Ces quelques éléments ne sont que le début d’un récit qui s’étend sur plusieurs décennies, depuis la petite enfance de Jamie jusqu’à la fin de son existence. La biographie continue de Jamie, mais aussi la biographie parallèle et discontinue de Charles Jacobs recréée d’après les discours, les entretiens, les investigations des uns et des autres, et surtout les rencontres itératives entre les deux hommes. Avec son art particulier du réalisme et du détail, avec une maîtrise parfaite de la narration, même lorsqu’il va à rebours de la chronologie par le biais des récits intriqués, Stephen King brosse ces deux trajectoires sans temps mort, et qui plus est orchestre une croissance permanente de la tension jusqu’à un final passablement abominable.

S’il se réfère un peu à lui-même – établissant une passerelle avec son précédent roman « Joyland », s’il se réfère également aux grands classiques – Ray Bradbury (qu’il cite nommément) pour ses univers forains, le « Frankenstein » de Mary Shelley, les univers lovecraftiens avec le « De Vermis Mysteriis » de Ludwig Prinn, Stephen King manipule ces références avec discrétion, ne les utilisant que pour construire une intrigue dans son univers avant tout réaliste, nourri par les mille et un détails de la famille, du travail, des amis, des aventures sentimentales.

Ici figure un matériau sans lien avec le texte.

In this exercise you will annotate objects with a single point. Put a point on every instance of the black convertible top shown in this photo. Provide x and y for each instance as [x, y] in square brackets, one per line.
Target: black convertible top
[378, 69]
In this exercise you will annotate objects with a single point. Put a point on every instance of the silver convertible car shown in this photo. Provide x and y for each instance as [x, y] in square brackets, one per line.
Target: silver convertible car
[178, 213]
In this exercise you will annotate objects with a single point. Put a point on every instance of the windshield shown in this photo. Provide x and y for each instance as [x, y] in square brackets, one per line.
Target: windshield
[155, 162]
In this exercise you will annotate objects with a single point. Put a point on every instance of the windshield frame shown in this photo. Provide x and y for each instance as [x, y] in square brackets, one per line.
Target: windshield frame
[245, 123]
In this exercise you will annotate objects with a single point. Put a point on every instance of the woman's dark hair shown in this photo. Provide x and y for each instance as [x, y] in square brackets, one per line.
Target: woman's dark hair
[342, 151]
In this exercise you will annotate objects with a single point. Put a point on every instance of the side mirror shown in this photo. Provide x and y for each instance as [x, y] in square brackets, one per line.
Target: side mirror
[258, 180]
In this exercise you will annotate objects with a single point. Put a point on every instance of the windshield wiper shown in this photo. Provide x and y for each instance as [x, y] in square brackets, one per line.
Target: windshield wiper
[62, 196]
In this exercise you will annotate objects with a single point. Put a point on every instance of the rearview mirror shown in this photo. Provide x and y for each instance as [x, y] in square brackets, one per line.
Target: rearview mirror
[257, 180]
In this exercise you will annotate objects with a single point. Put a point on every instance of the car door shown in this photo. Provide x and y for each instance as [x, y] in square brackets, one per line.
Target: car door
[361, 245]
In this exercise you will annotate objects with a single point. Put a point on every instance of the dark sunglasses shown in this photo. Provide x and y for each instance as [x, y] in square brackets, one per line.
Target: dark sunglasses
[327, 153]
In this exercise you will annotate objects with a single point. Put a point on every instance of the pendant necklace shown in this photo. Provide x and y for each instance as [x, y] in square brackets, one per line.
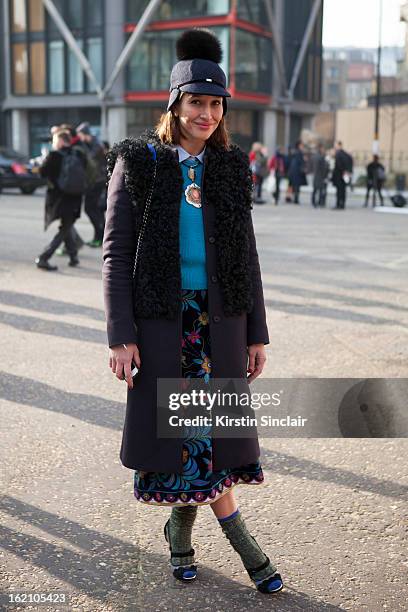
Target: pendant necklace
[192, 191]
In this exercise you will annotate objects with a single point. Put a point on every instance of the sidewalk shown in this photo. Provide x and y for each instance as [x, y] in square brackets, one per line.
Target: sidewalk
[331, 513]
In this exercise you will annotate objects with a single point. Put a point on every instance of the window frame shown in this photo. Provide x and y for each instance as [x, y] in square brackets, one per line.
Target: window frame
[46, 36]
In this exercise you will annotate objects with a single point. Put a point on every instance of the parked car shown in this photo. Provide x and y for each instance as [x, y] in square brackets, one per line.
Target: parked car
[16, 170]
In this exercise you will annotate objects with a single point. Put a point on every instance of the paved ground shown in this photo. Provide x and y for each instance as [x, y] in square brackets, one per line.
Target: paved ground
[332, 512]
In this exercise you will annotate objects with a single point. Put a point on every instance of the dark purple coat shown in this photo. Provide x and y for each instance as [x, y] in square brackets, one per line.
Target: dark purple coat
[159, 338]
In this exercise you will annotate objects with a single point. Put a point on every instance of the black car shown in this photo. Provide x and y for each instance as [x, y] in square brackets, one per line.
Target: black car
[17, 171]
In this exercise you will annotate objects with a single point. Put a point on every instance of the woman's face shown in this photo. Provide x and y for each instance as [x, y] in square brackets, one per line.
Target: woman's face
[199, 115]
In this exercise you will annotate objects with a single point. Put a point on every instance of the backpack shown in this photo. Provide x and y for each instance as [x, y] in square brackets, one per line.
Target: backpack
[348, 162]
[72, 178]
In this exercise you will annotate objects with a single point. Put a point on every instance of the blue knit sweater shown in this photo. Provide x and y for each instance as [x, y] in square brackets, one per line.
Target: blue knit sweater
[192, 243]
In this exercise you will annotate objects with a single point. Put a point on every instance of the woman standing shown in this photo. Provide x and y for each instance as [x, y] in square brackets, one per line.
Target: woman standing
[195, 308]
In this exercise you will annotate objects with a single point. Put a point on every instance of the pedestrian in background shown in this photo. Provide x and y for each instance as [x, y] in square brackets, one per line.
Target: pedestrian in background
[320, 169]
[342, 174]
[375, 180]
[296, 172]
[277, 165]
[197, 270]
[95, 150]
[259, 166]
[65, 169]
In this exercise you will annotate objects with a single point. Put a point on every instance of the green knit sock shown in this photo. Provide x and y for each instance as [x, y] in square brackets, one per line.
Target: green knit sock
[246, 546]
[180, 527]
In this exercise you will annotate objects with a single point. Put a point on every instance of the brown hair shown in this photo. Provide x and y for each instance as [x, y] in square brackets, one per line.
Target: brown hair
[169, 132]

En 1981, Stephen King avait publié une nouvelle passablement sinistre, « The Jaunt », traduite en français sous le titre « L’excursion » dans le volume « Brume » en 1985. Ce récit bref mettait en avant une problématique de taille : une avancée technologique si formidable qu’elle en semblait fabuleuse, mais susceptible d’entraîner des effets indésirables proches de l’abomination. C’est là toute la thématique de cette « énergie secrète » grâce à laquelle le pasteur Jacobs guérit ses ouailles. On est aux marges de la science, on a affaire à quelque chose que l’on ne maîtrise jamais tout à fait. Il y a le revers de la médaille – ou, plus précisément, le revers du miracle. Le tout est de savoir poser justement le pour et le contre, le tout est de parvenir à évaluer les risques et les bénéfices. Et l’addition pourrait bien, comme le veut la loi du genre, être terriblement salée.

« Je n’avais pas envie de savoir ce qu’elle avait vu quand l’électricité secrète de Charlie s’était engouffrée dans les confins les plus reculés de son cerveau. Je ne tenais pas à savoir ce qui attendait derrière la porte dérobée dont elle avait parlé. »

Dans la trajectoire de ce pasteur vibrant d’une foi électrique et basculant, après un drame personnel qu’il n’est pas prêt à reconnaître comme une plaisanterie métaphysique, dans le doute et l’invective anticléricale, se dessine un tableau à la fois poignant et éternel –  le drame de mille et une fois perdues et reniées. Il y a, dans l’existence de cet individu qui tout au long des décennies suivantes ne fera que se consacrer à ses recherches, que s’éloigner de la foi pour feindre d’y revenir, bien plus d’un morceau de bravoure. La manière dont Stephen King parvient à peindre, parfois en creux, parfois à travers ses mises en scène, l’émergence d’une foi frelatée, malhonnête, manipulatrice – le lecteur ne sera pas prêt d’oublier son grand show de faiseur de miracles – renforce pleinement l’ambiguïté éthique de ce personnage plus grand que nature qui peut parfois apparaître comme un monstre mais qui persiste à aider son prochain, et qui estime, à tort ou à raison, que tout progrès nécessite des sacrifices. Un personnage qui est aussi l’archétype du savant et du dilettante qui finit par perdre tout sens de la mesure, et, animé par une ambition prométhéenne, par s’attaquer à des puissances qui de très loin le dépassent.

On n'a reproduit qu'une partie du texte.